Je pense que nous allons dans la bonne direction. Quand on lit ça dans les nouvelles : « un déficit accru d’environ 3,2 milliards de dollars », ce qu’on voit vraiment, c’est une reprise de la chaîne d’approvisionnement. Nous avons constaté une forte augmentation de l’activité du côté des exportations et du côté des importations, mais un peu plus du côté des importations, bien sûr. C’est ce qui explique cet accroissement du déficit. Mais en réalité, nous commençons à voir une légère amélioration, même si nous avons encore beaucoup de chemin à faire, soit environ 20 %, 15 % par rapport aux niveaux d’avant la pandémie pour les exportations et les importations, respectivement. Mais encore une fois, je dirais que c’est plus un signe positif qu’une réelle inquiétude.
Excellent. Quels ont été les principaux moteurs du commerce en juin? Commençons par les exportations.
Bien sûr. Le grand thème, encore une fois, c’est la reprise de la chaîne d’approvisionnement. Et pour le Canada et les États-Unis, notre principal partenaire commercial, le secteur le plus performant, c’est l’automobile. On a donc vu une forte résurgence des livraisons de voitures et de pièces automobiles. Cela représente environ les deux tiers de la hausse des exportations, alors c’est vraiment le point central. On a aussi constaté un gain pour certains métaux, une faible reprise pour l’or et d’autres métaux. Le signal de ce côté-là est un peu moins clair. Mais je pense que si on se concentre sur ce facteur important, c’est vraiment la normalisation des chaînes d’approvisionnement au-delà des frontières.

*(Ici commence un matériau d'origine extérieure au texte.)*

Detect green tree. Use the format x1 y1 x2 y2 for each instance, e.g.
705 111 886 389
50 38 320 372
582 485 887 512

Où en est notre balance commerciale avec les États-Unis, notre principal partenaire commercial?
Nous commençons à voir une reprise des échanges bilatéraux. Encore une fois, comme le secteur de l’automobile est vraiment le principal moteur, la majeure partie de ce commerce se fait avec les États-Unis. Ce qu’on a vu... on parle ici des données de juin. À la fin de mai et au début de juin, nous avons assisté à la reprise de la production d’un grand nombre de ces principales usines automobiles, ce qui a bien sûr entraîné des livraisons transfrontalières, des chaînes d’approvisionnement bien intégrées et des échanges transfrontaliers multiples. On voit une reprise pour beaucoup d’aspects de ce vaste système. Encore une fois, le déficit lui-même est peut-être un peu trompeur. Ce qui sous-tend ce qu’on voit, c’est la reprise en termes d’activité.
OK, je veux maintenant rester du côté des États-Unis, parce que, récemment, on a beaucoup entendu parler du président Trump, bien sûr, qui a imposé de nouveau des tarifs douaniers de 10 % sur l’aluminium brut canadien. Et le Canada se prépare à réagir en conséquence à ces tarifs douaniers. Quelle est l’importance de cette dernière ligne de négociation?

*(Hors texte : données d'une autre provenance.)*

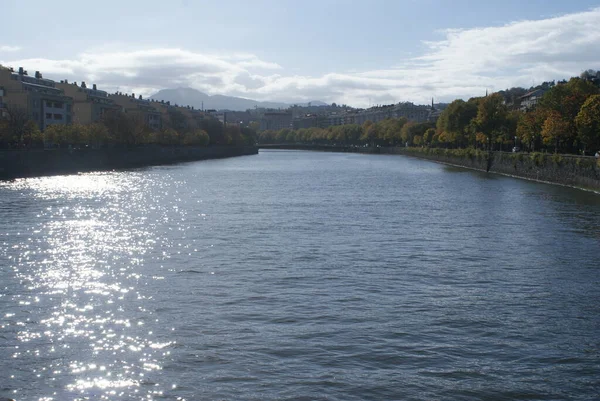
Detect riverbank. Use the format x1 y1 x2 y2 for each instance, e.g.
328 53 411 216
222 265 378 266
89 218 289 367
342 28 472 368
0 146 258 179
258 143 379 153
380 147 600 191
259 144 600 192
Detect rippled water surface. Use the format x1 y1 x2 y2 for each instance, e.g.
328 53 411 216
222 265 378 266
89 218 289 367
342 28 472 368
0 151 600 401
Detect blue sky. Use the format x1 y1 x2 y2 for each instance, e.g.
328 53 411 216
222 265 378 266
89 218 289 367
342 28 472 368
0 0 600 106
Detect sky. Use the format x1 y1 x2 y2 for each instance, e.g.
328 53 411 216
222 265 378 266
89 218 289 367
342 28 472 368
0 0 600 107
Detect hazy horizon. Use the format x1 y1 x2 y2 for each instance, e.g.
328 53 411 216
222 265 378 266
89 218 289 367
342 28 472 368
0 0 600 107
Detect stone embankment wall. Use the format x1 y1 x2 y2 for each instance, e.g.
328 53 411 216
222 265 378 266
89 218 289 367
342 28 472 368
381 147 600 191
258 143 379 153
0 146 258 179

Tout dépend de votre position. Pour ceux qui travaillent dans l’industrie de l’aluminium, ce sera évidemment pénible. C’est en quelque sorte une impression de déjà-vu, pour ainsi dire. Et surtout en raison des secteurs touchés, nous avons quelques indications qu’il y a un certain changement : étant donné qu’il y a une baisse de la demande pour certains produits, l’envoi de matières premières, pour ainsi dire, a été une sorte de soupape de libération pour une partie de cette capacité. Ce sera donc tout un défi.
De cette vue d’ensemble, c’est un peu moins important que ce qu’on a vu plus tôt, les soi-disant tarifs douaniers en vertu de l’article 232 d’il y a quelques années. On parle ici de moins de 1 % des exportations en 2019. Mais il ne faut pas ignorer ce signal-là. Le nouvel ACEUM, l’Accord Canada–États-Unis–Mexique, le nouvel accord de libre-échange, n’est en vigueur que depuis environ un mois. Et déjà, nous voyons ces actions qui, au-delà de leur impact immédiat, ramènent une grande partie de l’incertitude que nous avions il y a quelques années. Et on n’en veut pas, même dans des conditions idéales. Et ce n’est certainement pas ce qu’on veut dans les débuts de ce qu’on espère être une reprise économique.
J’aimerais aborder un point que vous avez mentionné. Vous avez dit que les tarifs douaniers seront pénibles. Parlez-vous des exportateurs canadiens ou des fabricants américains?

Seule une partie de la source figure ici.